Sacaba entonces las llaves del bolsillo y marchaba silbando. Y esa era básicamente su tarea.

Cómo ese mes de julio los Soler habían marchado a Francia, Ángela empezó a frecuentar a diario con Carmencita y sus hermanas mayores. Todas las tardes, cogidas del brazo, en manada, paseaban por la avenida, atravesándola de punta a punta. Ángela era la única de las cuatro que todavía no trabajaba fuera del hogar. Carmencita llevaba dos años sirviendo en una casa por las mañanas. Jacinta y Margarita cosían para la modista de ocho a cuatro. Todo lo que ganaban se lo entregaban a Mercedes, y se pasaban las tardes suspirando por una cinta, un encaje, un trozo de tul o lo que fuera que pudiesen considerar, algún día, suyo. La mejor vestida era Ángela, a la que miraban con cierta envidia. Ninguna llevaba un duro encima. Solían pararse en los escaparates y suspirar con falsa nostalgia, porque no se puede sentir nostalgia de lo no se ha poseído nunca. Hablaban de noviazgos, de que si fulano y mengana «se tratan» y, cuando el asunto se alargaba en el tiempo, aquel «se tratan» mutaba en «se entienden» que le daba a la pareja un aire solemne, a un paso del noviazgo serio. Y todo lo decían en tono de entendidas, porque las dos mayores ya habían tenido novio, con su consiguiente pelea, su disgusto y su drama. Todas estaban de acuerdo en que «había que darse de valer, guardar las distancias» Porque ninguna quería acabar como la Rosario: despreciada por las vecinas ─las primeras en juzgarla y condenarla por criar a un niño sola, sin padre ni bendiciones─.

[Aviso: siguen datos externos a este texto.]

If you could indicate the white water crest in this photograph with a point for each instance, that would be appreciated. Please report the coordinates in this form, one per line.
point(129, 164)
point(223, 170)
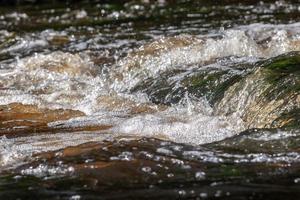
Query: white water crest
point(72, 81)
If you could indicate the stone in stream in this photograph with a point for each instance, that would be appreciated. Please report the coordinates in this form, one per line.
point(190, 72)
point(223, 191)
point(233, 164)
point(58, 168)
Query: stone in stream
point(269, 97)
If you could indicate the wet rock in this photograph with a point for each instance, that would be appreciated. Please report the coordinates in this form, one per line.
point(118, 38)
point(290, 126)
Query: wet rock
point(269, 96)
point(209, 82)
point(18, 118)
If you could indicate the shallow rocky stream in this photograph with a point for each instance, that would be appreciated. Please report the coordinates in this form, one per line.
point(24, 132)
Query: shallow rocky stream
point(168, 99)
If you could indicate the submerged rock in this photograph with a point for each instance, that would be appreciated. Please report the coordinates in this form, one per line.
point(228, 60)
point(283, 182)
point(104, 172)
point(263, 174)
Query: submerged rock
point(18, 118)
point(269, 96)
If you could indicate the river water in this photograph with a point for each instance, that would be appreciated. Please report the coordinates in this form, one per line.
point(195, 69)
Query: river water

Cuando oscurecía los mayores sacaban las sillas a las puertas; entonces las jóvenes tenían la libertad de pasear bajo la luna, por si no habían tenido bastante con el paseo de la tarde. Las noches eran mansas y húmedas, animadas por la brisa marina que entraba por las ventanas; el mar brillaba cálido bajo el cielo limpio, cuajado de estrellas. El aire era dulce, como de caramelo, y daban ganas de abrir la boca y comerse el verano a dentelladas. No tenían orquesta ni bailes, pero el solo hecho de caminar entre faroles encendidos llenaba sus cabezas de una música imaginaria que anticipaba no sé qué cosa, siempre, y todavía, por venir.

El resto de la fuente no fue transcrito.